I'm very open source biased but MSR is one of the places I wouldn't have any problems working in.

Comment Re:The Black Death isn't coming back (Score 1) 265

The Black Death could have been stopped in its tracks if those 14th-century peasants had even an inkling of the basic medical/sanitation knowledge that even the biggest idiots among us know today. Basic stuff like "Wash your hands regularly," "Cover your mouth when you cough," and "Don't let your goddamned flea-infested farm animals wander around through your living area, moron" are surprisingly recent bits of common sense that the developed world today takes for granted. Of course, there are still some third-world shitholes where people think that a witch-doctor rubbing feces on an open wound will ward off the evil spirits. But even those places usually have a FEW among them with some basic sense (and soap).

Unfortunately for the peasants and the third-worlders, there are some huge technological prereqisites:

  • You need clean water to wash hands and wounds with - the majority of surface water in "black africa" is contaminated - not by Evil Western Chenicals but by feces and germs
  • Covering your mouth when caughing is well and good but to have any resemblance of general care and isolation (i.e. hospitals) you need something to cover your mouth *with*, ranging from clean cloth (see previous issue) to gauzes, bandages and sterile equipment
  • Animals in Europe were in houses often for very simple reasons: a) they are warm (remember, the "warm Europe" trend basically started with the 20th century) and b) that was the only option to keep them away from thieves

Basically, I agree with you, but want to emphasize that the ideas need infrastructure.

Comment Re:Who cares? (Score 3, Informative) 615

Technically, MS *did* use a valid and acceptedly secure hash functions, DES and MD4. The problem is that, because of backwards compatibility across their 20-year product spans, they were not as vigilant in updating the protocols. Even when they *did* upgrade them, they went to MD5 (with NTLMv2) - which was again proced weak - but they continued to use the older protocol which allowed trivial attacks.

Which is why anyone "worth his salt" will laugh if you propose a crypto system which is supposed to last 20 years and is not flexible in its choice of component algorithms.

Comment Go for it! (Score 1) 311

This is important in so many ways - including recognizing a genuine, but virtual, "cyber" entity as worthy of being named a "world heritage site". I'd think that Slashdot, as one of the pioneering forums would welcome this.

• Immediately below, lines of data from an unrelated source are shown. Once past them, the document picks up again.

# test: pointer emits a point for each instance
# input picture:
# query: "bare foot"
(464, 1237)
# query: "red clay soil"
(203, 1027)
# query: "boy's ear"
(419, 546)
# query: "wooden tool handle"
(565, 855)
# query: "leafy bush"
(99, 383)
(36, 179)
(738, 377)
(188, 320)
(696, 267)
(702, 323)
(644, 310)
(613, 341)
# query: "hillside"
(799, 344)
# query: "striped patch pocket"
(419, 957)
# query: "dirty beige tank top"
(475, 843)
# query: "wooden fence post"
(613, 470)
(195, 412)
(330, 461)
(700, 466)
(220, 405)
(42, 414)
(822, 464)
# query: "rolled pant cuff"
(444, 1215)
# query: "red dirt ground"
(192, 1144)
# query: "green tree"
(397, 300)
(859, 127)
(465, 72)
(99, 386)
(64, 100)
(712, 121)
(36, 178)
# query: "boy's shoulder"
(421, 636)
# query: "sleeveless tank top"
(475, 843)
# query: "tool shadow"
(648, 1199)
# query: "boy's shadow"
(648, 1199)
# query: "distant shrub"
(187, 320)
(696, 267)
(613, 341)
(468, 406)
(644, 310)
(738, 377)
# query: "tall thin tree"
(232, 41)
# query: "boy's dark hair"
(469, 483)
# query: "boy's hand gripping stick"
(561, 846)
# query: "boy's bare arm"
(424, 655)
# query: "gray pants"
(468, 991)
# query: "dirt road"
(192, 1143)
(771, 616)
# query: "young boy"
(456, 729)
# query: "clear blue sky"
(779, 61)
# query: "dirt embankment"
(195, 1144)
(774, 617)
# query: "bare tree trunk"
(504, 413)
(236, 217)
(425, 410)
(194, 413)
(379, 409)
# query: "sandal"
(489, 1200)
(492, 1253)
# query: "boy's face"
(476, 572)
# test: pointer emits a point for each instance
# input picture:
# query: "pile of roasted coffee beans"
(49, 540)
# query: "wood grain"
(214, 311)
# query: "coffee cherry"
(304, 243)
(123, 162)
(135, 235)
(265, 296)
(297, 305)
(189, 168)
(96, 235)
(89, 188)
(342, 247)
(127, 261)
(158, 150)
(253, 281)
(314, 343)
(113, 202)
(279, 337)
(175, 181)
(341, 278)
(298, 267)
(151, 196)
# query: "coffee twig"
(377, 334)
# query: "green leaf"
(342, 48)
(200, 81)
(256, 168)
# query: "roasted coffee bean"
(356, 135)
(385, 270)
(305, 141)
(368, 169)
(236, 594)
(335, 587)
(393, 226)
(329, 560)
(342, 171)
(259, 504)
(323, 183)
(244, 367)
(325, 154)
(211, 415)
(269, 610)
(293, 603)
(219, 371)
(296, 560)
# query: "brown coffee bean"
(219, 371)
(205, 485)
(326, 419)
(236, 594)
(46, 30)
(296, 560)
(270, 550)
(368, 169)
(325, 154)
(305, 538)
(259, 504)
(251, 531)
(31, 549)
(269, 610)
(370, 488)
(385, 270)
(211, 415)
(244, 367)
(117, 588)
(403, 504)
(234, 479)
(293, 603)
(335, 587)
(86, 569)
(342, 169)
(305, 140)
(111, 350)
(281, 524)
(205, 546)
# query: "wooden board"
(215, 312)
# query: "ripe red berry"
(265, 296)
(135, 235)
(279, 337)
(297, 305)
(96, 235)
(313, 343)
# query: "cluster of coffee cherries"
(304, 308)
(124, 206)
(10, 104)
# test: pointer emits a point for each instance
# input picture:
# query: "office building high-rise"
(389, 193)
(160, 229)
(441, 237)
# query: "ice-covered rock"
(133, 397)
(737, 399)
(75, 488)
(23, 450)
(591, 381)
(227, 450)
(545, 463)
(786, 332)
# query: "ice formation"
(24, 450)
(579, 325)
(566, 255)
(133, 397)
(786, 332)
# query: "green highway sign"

I've often said - when the civilization collapses, we will remember Wikipedia the same as we now remember the Library of Alexandria.

Comment One trick pony (Score 2) 305

RIM was a "one-trick-pony" company in a world where people needed the functionalities they now get from "ordinary" smartphones but which the telcos and phone manufacturers refused to provide. If iPhone and Android didn't happend when they did, I would probably own a Blackberry now simply because nothing else did Internet and e-mail decently, but they tried to milk that platform without innovating for far too long. They may or may not be in trouble right now but in 2 years - who would want to buy a new Blackberry?

It's easy to be prophetic after the battle but imagine if RIM made the first Android phones instead of HTC - they would be unstoppable now.

Comment Re:Not specifically due to GPLv3. (Score 2, Interesting) 1075

And thus the tenets of Free Software relating to code availability and reusability are served with GPLv3 ... not!

With GPLv3 it's an all-or-nothing situation: either the whole world will use Linux and be strictly copyleft, or it will avoid it and companies will reimplement the parts they need in a way that's more closed than before. That is why GPLv3 is a mistake.

Comment Selection bias (Score 1) 298

I'm not saying the findings are not true, but to verify them they will have to do the same research in another company where tech expertise is completely absent from managers and cannot be relied on by employees. In other words, it may be that at Google it's taken for granted and as such is not noticeable. (even so, it will probably never enter the top 5 characteristics, it just won't be the last one).